A frequency distribution shows how often each different value in a set of data occurs. A histogram is the most commonly used graph to show frequency distributions and can be a great first step in understanding a dataset.
data = np.random.randn(1000)
plt.style.use('ggplot') # customize the chart style
plt.hist(data)
fig,(ax1,ax2) = plt.subplots(1,2,figsize=(20,6))
ax1.hist(data, alpha=0.5, bins=50,label ='bins: 50',color = 'r')
ax1.legend()
ax2.hist(data, alpha=0.5, bins=200, label = 'bins: 100',color = 'r')
ax2.legend()
plt.suptitle('Histogram Chart in different bins')
The normal distribution is balanced and beautiful. However, In real life, sometimes it does not follow the law. For example, in the credit card case, while the vast majority of transactions are very low, this distribution is extremely skewed.
Let's use the "tips" dataset as an example. You can download it here, or load it via seaborn package.
import seaborn as sns
tips = sns.load_dataset('tips')
If you are the owner of a restaurant, of course, you may have a fist of things that want to know about your business. For instance, how much money can I earn per day? What price zone can make my customer happy and also make me happy? If you are the waiter or waitress, you probably care about a very similar question. How many tips can I earn per table?
plt.rcParams.update({'font.size': 20}) # customize the font size
# create a subplot includes one row and two columns, the two itmes share y_axis
fig, (ax1, ax2) = plt.subplots(1, 2, sharey = True, figsize = (12,6))
ax1.hist(df.tip,color ='c',alpha =0.5) # customize color
ax1.set_title('Tips Distribution') # set title separately
ax2.hist(df.total_bill,color = 'b',alpha =0.5)

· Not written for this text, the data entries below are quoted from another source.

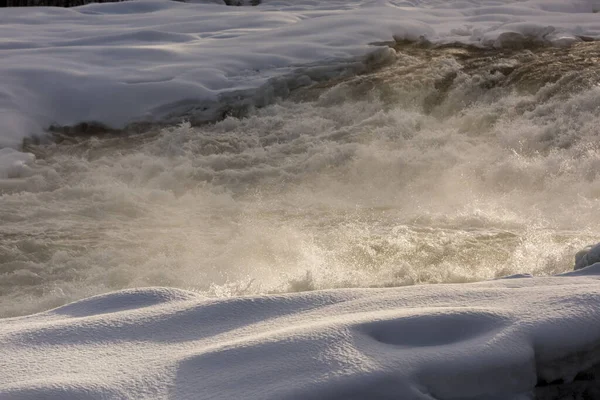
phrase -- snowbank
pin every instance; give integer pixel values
(490, 340)
(120, 62)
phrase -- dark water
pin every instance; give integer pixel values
(450, 165)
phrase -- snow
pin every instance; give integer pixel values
(144, 60)
(157, 60)
(488, 340)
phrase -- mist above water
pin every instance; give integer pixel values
(443, 167)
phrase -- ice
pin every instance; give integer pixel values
(489, 340)
(118, 63)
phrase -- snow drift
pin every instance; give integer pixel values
(491, 340)
(123, 62)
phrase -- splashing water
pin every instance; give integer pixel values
(444, 167)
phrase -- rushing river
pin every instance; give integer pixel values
(449, 165)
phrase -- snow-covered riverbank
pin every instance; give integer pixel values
(147, 60)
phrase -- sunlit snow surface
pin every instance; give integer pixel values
(438, 167)
(119, 62)
(491, 340)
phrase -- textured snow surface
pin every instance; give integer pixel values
(489, 340)
(122, 62)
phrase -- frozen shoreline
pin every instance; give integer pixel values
(489, 340)
(118, 63)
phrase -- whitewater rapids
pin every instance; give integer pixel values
(448, 165)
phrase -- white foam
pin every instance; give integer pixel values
(120, 62)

ax2.set_title('Bills Distribution')
ax1.set_ylabel('Frequency') # set the y_axis name
ax1.set_xlabel('USD') # set the x_axis name
With the histogram plot, questions can be answered easily. A waiter/waitress may earn 2 - 4 dollars per table, sometime you may have the good luck to earn 6 dollars a table. While the restaurant's price is very customer friendly, a nice meal only costs 15 - 25 dollars.